Manna, was a successful Bangladeshi film actor and producer. In his 24 years career he has acted in more than three hundred films.
He earned numerous accolades in his long career, including 1 National Film Award, 3 Meril Prothom Alo Awards, and 5 Bachsas Awards.

He earned a Bangladesh National Film Award for Best Actor for his role in the film Bir Soinik (2003).

== Rewards and honors ==

- National Film Award

He was nominated for several National Film Awards but won one.

| Years | Film | Category | Results | Sources |
|---|---|---|---|---|
| 1992 | Kosto | Best Actor | Nominated |  |
| 1999 | Ammajan | Best Actor | Nominated |  |
| 2003 | Bir Soinik | Best Actor | Won |  |
| 2004 | Uttarer Khep | Best Actor | Nominated |  |
| 2006 | Kabuliwala | Best Actor | Nominated |  |

- Meril Prothom Alo Award

He was nominated for the Merill-Prothom-alo Award a total of eight times, winning three times.

| Years | Film | Category | Results | Sources |
|---|---|---|---|---|
| 1999 | Ammajan | Best Actor | Won |  |
| 2000 | Kosto | Best Actor | Won |  |
| 2001 | Abbajan | Best Actor | Nominated |  |
| 2002 | Shami Striri joddo | Best Actor | Nominated |  |
| 2003 | doi bodu ek shami | Best Actor | Nominated |  |
| 2005 | Ami jeil theke bolsi | Best Actor | Nominated |  |
| 2006 | Mayer Morjada | Best Actor | Nominated |  |
| 2006 | MachineMan | Best Actor | Won |  |

- Bachsas Awards

He has been nominated for several Bacchus Awards, four times for Best Actor and one posthumously for his contribution to the film industry.
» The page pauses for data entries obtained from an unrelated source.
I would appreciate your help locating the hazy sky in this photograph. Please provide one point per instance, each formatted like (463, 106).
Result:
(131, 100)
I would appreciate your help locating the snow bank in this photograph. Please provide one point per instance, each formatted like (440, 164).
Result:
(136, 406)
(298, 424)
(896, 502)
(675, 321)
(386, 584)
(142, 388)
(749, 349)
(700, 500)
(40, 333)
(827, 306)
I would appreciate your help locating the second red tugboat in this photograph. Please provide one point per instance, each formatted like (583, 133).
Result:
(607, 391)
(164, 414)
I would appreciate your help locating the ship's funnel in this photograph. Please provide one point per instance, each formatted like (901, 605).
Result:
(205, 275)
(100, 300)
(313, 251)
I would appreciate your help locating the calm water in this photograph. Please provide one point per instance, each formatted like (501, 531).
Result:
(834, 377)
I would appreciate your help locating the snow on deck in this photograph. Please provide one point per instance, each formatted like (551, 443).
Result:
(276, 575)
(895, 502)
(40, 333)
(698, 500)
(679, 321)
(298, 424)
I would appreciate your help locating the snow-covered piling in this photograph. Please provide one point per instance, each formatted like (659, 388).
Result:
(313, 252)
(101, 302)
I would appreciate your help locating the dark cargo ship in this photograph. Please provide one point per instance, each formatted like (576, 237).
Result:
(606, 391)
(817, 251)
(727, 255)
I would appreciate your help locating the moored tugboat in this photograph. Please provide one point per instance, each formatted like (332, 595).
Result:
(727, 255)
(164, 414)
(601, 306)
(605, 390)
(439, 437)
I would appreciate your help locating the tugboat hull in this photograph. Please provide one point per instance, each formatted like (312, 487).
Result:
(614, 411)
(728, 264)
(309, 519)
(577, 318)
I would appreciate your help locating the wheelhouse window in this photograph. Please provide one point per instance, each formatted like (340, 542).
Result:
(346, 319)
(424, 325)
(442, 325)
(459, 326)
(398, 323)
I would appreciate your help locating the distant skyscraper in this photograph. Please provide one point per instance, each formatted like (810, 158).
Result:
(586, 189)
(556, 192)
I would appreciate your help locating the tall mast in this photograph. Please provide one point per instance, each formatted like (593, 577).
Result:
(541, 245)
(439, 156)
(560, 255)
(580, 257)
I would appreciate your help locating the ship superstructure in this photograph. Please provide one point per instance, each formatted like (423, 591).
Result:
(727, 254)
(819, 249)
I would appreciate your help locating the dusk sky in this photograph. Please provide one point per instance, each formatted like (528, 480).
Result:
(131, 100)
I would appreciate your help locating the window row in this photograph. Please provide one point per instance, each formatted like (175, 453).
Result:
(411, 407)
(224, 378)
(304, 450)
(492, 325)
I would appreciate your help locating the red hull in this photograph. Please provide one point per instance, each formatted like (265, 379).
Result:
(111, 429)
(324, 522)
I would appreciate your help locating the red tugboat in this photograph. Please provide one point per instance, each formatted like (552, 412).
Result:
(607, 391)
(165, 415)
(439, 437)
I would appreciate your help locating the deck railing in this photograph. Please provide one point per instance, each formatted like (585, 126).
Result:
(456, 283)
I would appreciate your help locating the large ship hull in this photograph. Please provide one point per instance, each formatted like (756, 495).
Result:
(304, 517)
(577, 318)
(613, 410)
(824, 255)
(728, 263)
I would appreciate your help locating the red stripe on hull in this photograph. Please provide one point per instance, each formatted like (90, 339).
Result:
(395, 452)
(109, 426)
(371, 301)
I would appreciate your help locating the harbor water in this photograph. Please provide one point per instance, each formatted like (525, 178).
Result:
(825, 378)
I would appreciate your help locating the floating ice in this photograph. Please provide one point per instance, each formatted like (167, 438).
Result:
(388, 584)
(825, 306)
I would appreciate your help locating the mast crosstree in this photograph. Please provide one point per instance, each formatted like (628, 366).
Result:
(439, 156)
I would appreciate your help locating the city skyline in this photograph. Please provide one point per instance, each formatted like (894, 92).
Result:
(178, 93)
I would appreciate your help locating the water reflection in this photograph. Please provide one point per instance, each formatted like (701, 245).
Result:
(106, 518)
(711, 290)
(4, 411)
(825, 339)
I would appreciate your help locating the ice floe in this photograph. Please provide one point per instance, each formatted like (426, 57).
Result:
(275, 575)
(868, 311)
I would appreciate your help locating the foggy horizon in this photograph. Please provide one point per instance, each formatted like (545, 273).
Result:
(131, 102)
| Years | Film | Category | Results | Sources |
| 1999 | Ammajan | Best Actor | Won |  |
| 2001 | Abbajan | Best Actor | Won |  |
| 2004 | Uttarer Khep | Best Actor | Won |
| 2006 | Moner Sathe Joddo | Best Actor | Won |  |
| 2006 | Special contribution to the film | Special award | Won |

=== Other awards and honors ===
- Asian Journalist Human Rights and Cultural Foundation
- 'Winner' : AJHRCF Performance Award 2018 (posthumous)

=== Building naming ===
The video editing, color grading and dubbing studio has been renamed "Manna Digital Complex" in the digital system within the Bangladesh Film Development Corporation for his outstanding contribution to the Bangladesh film industry.